PALANGKARAYA – Kebijakan pemotongan tarif listrik sebesar 50 persen sejak Januari 2025 memberikan pengaruh signifikan terhadap laju inflasi di Kalimantan Tengah. Penurunan harga listrik menjadi penyumbang utama deflasi pada awal tahun ini, menurut Badan Pusat Statistik (BPS) Kalimantan Tengah.
“Kami mencatat kelompok perumahan, air, listrik, dan bahan bakar rumah tangga mengalami penurunan indeks sebesar 11,23 persen selama Januari 2025,” ungkap Kepala BPS Kalteng, Agnes Widiastuti, dalam rilis resmi Inflasi Januari 2025, baru-baru ini.

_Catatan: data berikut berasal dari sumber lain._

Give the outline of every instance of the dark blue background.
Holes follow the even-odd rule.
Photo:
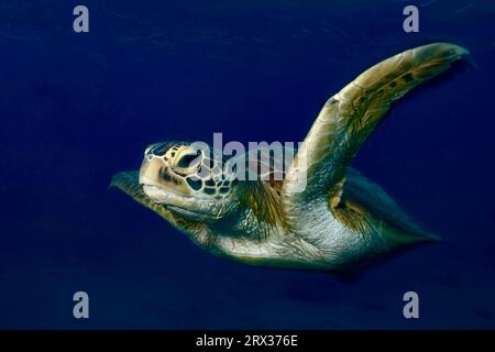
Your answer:
[[[1,328],[495,328],[495,6],[419,1],[0,1]],[[354,166],[443,242],[342,282],[219,260],[108,189],[163,140],[300,141],[376,62],[473,54],[400,101]],[[90,295],[90,319],[72,296]],[[420,319],[403,318],[403,294]]]

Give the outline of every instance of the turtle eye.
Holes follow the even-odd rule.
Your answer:
[[[180,168],[188,168],[188,167],[196,166],[196,164],[198,164],[198,162],[199,162],[199,154],[200,153],[184,155],[178,161],[177,166]]]

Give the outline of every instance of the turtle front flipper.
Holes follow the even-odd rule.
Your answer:
[[[337,207],[349,164],[392,105],[468,54],[448,43],[419,46],[371,67],[331,97],[286,174],[282,202],[288,224],[307,227],[321,204]]]

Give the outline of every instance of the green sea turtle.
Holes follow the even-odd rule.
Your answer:
[[[190,143],[167,142],[148,146],[141,170],[111,185],[200,248],[249,264],[340,270],[435,240],[349,164],[393,102],[468,54],[435,43],[364,72],[323,106],[283,180],[227,180]],[[201,167],[206,177],[193,177]]]

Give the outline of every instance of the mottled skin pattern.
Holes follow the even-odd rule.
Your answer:
[[[168,142],[150,146],[140,173],[120,173],[112,186],[210,253],[249,264],[339,270],[431,241],[349,164],[394,101],[464,55],[436,43],[364,72],[324,105],[283,180],[226,180],[189,143]],[[207,176],[194,177],[198,170]]]

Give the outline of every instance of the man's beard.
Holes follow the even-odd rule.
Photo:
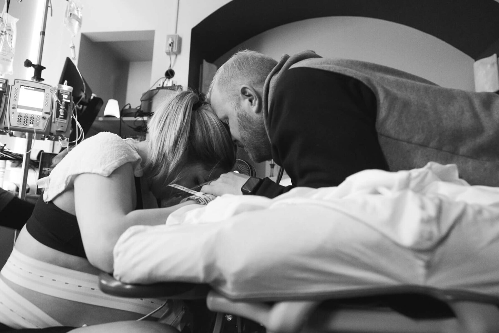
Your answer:
[[[242,145],[253,161],[260,163],[272,158],[270,142],[265,130],[263,117],[253,119],[243,110],[238,110],[238,125]]]

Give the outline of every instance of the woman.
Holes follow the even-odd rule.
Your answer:
[[[161,305],[105,295],[96,275],[112,272],[113,247],[129,227],[164,223],[193,203],[158,208],[168,184],[192,187],[215,179],[231,169],[235,151],[224,125],[190,91],[165,100],[148,131],[143,142],[109,133],[89,138],[38,181],[43,200],[0,276],[0,299],[13,300],[10,308],[0,304],[0,322],[79,327],[136,320]],[[23,318],[13,310],[23,311]],[[175,310],[169,309],[172,318]]]

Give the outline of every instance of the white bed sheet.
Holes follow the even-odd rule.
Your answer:
[[[115,278],[208,283],[233,299],[304,297],[411,284],[499,296],[499,189],[455,165],[365,170],[336,187],[270,199],[227,195],[136,226]]]

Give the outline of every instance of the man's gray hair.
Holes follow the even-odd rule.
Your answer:
[[[227,96],[239,94],[243,84],[262,87],[265,79],[277,64],[273,58],[258,52],[243,50],[233,54],[218,69],[210,85],[208,97],[215,85]],[[231,98],[232,99],[232,98]]]

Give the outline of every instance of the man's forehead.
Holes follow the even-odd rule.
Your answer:
[[[220,90],[217,85],[213,87],[213,89],[212,90],[210,96],[210,102],[212,105],[212,108],[219,117],[224,115],[222,114],[224,113],[224,99],[222,98]]]

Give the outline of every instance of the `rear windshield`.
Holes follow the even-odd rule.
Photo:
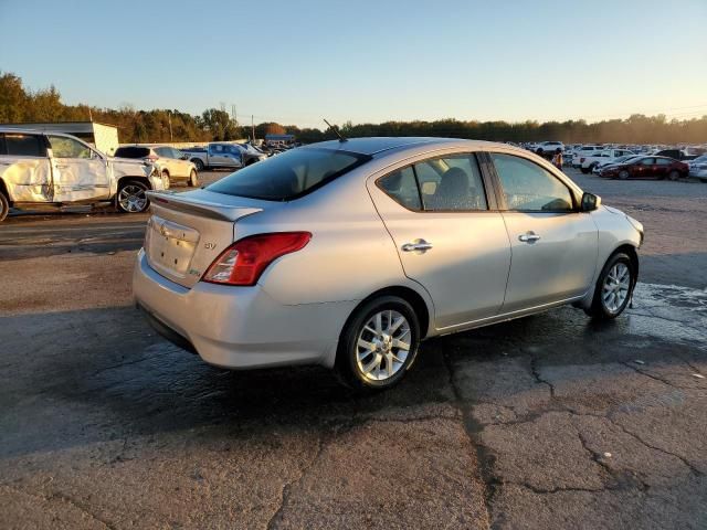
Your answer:
[[[118,147],[115,156],[118,158],[145,158],[149,156],[150,150],[147,147]]]
[[[249,166],[207,187],[228,195],[289,201],[367,162],[370,157],[330,149],[293,149]]]

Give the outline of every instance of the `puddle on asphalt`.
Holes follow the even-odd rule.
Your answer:
[[[707,289],[677,285],[636,285],[629,331],[707,348]]]

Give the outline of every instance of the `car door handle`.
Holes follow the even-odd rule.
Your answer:
[[[415,240],[412,243],[405,243],[400,248],[402,252],[428,252],[432,248],[432,243],[428,243],[424,240]]]
[[[518,236],[518,241],[521,241],[524,243],[535,243],[539,239],[540,239],[540,236],[538,234],[536,234],[535,232],[528,232],[527,234],[520,234]]]

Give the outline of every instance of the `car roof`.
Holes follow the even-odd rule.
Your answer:
[[[414,147],[452,147],[454,145],[465,144],[471,148],[474,147],[488,147],[493,145],[488,141],[482,140],[463,140],[458,138],[431,138],[431,137],[394,137],[394,136],[378,136],[369,138],[349,138],[346,141],[328,140],[320,141],[318,144],[310,144],[303,146],[299,149],[334,149],[340,151],[355,152],[358,155],[376,156],[381,152],[401,150],[404,148]],[[508,147],[506,144],[498,144],[498,146]]]

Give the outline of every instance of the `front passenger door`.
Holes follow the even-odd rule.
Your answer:
[[[473,153],[419,161],[369,181],[368,189],[405,276],[430,293],[436,329],[498,312],[510,246]]]
[[[598,230],[559,177],[515,155],[489,153],[502,184],[511,265],[502,312],[583,295],[597,268]]]
[[[108,199],[107,163],[87,145],[66,136],[48,135],[52,147],[54,201],[76,202]]]

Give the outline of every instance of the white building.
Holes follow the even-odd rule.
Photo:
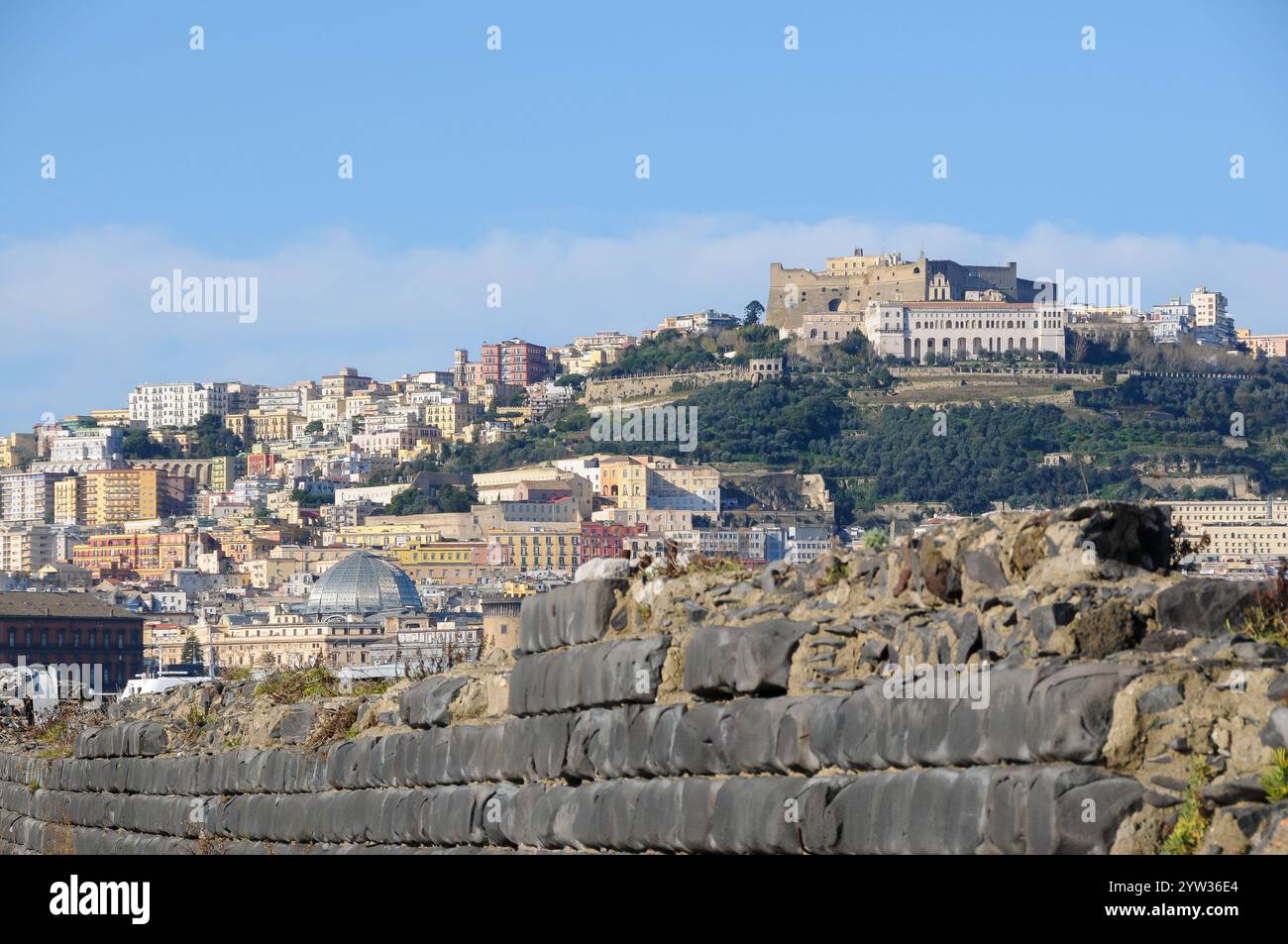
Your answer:
[[[259,392],[259,408],[265,413],[304,413],[309,401],[318,398],[312,381],[291,386],[265,386]]]
[[[43,524],[54,520],[54,483],[61,473],[0,475],[0,520]]]
[[[35,573],[59,560],[58,532],[43,524],[0,525],[0,572]]]
[[[194,426],[206,413],[228,413],[228,384],[143,384],[130,392],[130,420],[148,429]]]
[[[917,362],[944,355],[997,357],[1007,352],[1063,358],[1068,321],[1069,312],[1063,305],[1037,303],[871,301],[862,328],[877,354]]]
[[[49,462],[102,462],[120,455],[124,439],[120,426],[61,429],[49,440]]]

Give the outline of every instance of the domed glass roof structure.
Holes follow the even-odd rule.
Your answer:
[[[318,617],[420,610],[420,594],[402,569],[370,551],[354,551],[318,577],[304,612]]]

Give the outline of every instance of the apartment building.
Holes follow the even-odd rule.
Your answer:
[[[59,532],[45,524],[0,525],[0,572],[35,573],[61,560]]]
[[[148,429],[194,426],[228,413],[228,384],[143,384],[130,392],[130,420]]]
[[[1288,522],[1202,524],[1204,555],[1218,558],[1288,558]]]
[[[102,528],[184,514],[192,479],[160,469],[95,469],[54,486],[54,520]]]
[[[1249,328],[1236,328],[1234,336],[1253,354],[1288,357],[1288,335],[1255,335]]]
[[[17,469],[36,457],[33,433],[10,433],[0,437],[0,469]]]
[[[193,532],[162,531],[131,534],[93,534],[72,547],[72,563],[95,580],[109,573],[162,578],[171,569],[197,565]]]
[[[49,464],[103,462],[121,455],[124,440],[120,426],[61,429],[49,440]]]
[[[0,474],[0,522],[49,524],[54,520],[54,486],[63,473]]]
[[[251,410],[245,413],[228,413],[224,425],[245,444],[281,443],[292,437],[295,424],[303,422],[304,415],[290,410]]]
[[[571,573],[582,562],[581,524],[547,524],[488,533],[489,543],[506,549],[510,565],[520,571]]]
[[[1160,501],[1171,510],[1172,524],[1188,534],[1199,534],[1204,524],[1243,524],[1247,522],[1288,522],[1288,504],[1275,498],[1218,498],[1199,501]]]
[[[497,344],[484,344],[482,349],[480,379],[511,386],[527,386],[553,375],[546,349],[519,337]]]

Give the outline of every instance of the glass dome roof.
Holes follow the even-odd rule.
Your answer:
[[[371,616],[421,609],[420,594],[402,569],[370,551],[354,551],[318,577],[304,612],[312,616]]]

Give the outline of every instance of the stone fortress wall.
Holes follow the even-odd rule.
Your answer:
[[[1258,787],[1288,653],[1238,632],[1256,585],[1170,554],[1163,511],[1088,502],[801,569],[599,562],[523,603],[513,657],[404,684],[349,741],[292,744],[310,706],[216,683],[117,706],[68,759],[5,748],[0,847],[1150,853],[1202,791],[1195,851],[1288,851]],[[884,676],[985,662],[987,699]],[[185,711],[245,704],[245,747],[184,741]]]

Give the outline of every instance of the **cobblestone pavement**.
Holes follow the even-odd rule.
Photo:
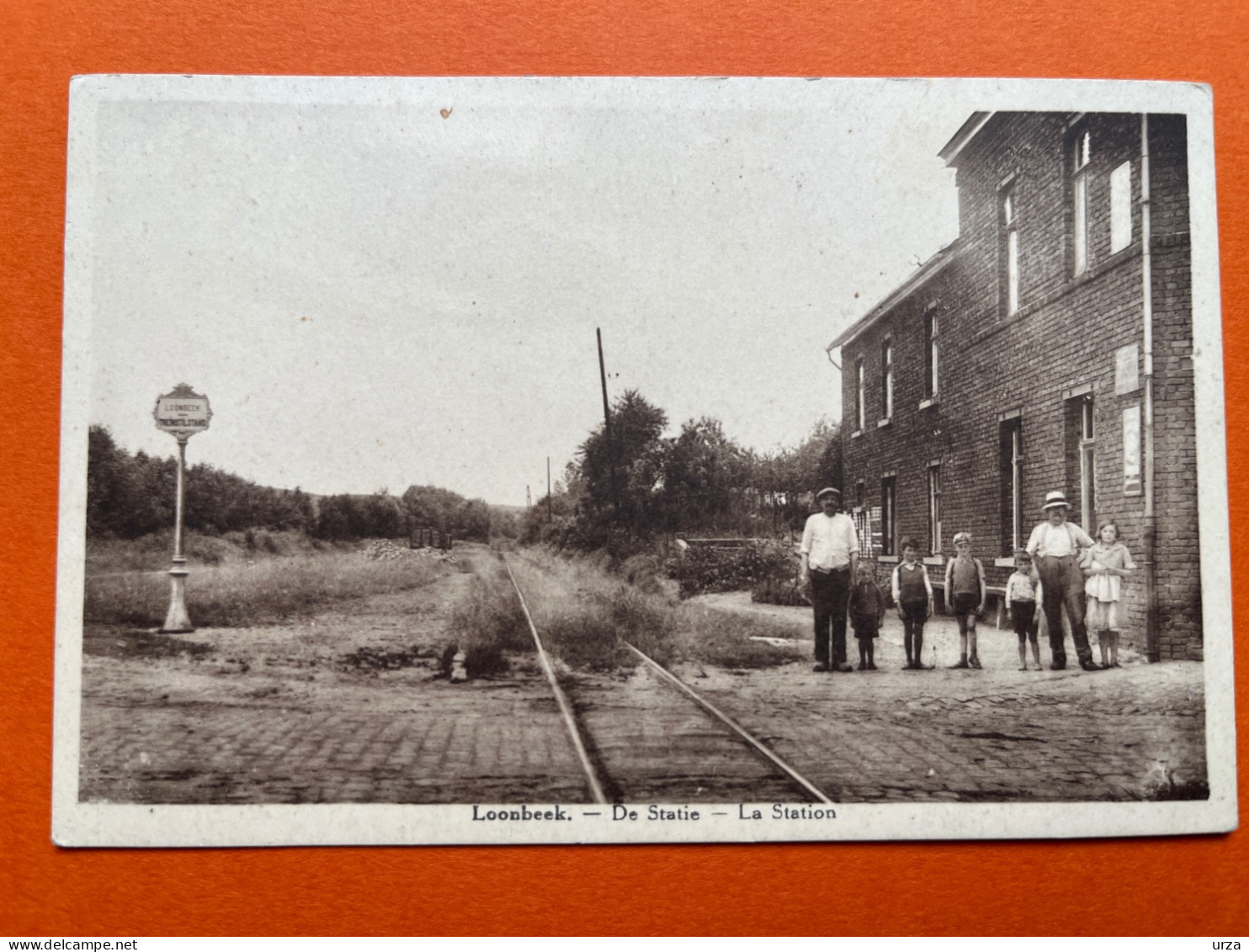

Selain dari sektor hunian dan energi, penurunan harga juga tercatat pada sektor transportasi yang mengalami deflasi sebesar 0,31 persen. Kelompok informasi, komunikasi, dan jasa keuangan pun turut mengalami deflasi meski tipis, yakni sebesar 0,06 persen.
“Tarif listrik menjadi komoditas dengan andil terbesar dalam deflasi bulan Januari, yakni sebesar 1,52 persen,” jelas Agnes lebih lanjut.
Komoditas lain yang berkontribusi terhadap deflasi meliputi bawang merah dengan andil 0,03 persen, disusul ikan nila dan tomat masing-masing 0,03 dan 0,02 persen, serta ikan pada sebesar 0,02 persen.
Meski demikian, secara tahunan Kalimantan Tengah masih mencatatkan inflasi sebesar 0,28 persen. Tekanan inflasi ini berasal dari naiknya harga makanan, minuman, dan tembakau sebesar 2,98 persen, serta kelompok pakaian dan alas kaki sebesar 0,68 persen.
Dari empat wilayah pemantauan inflasi di Kalteng, tiga di antaranya mengalami deflasi secara bulanan, yakni Palangka Raya 0,89 persen, Sampit 0,74 persen, dan Sukamara 0,67 persen. Sementara Kapuas mencatat inflasi sebesar 0,11 persen.
“Jadi, kebijakan diskon tarif listrik ini menjadi faktor utama dalam menekan harga barang dan jasa, yang berdampak pada berkurangnya tekanan inflasi di wilayah Kalteng,” tandas Agnes. (Red/Adv)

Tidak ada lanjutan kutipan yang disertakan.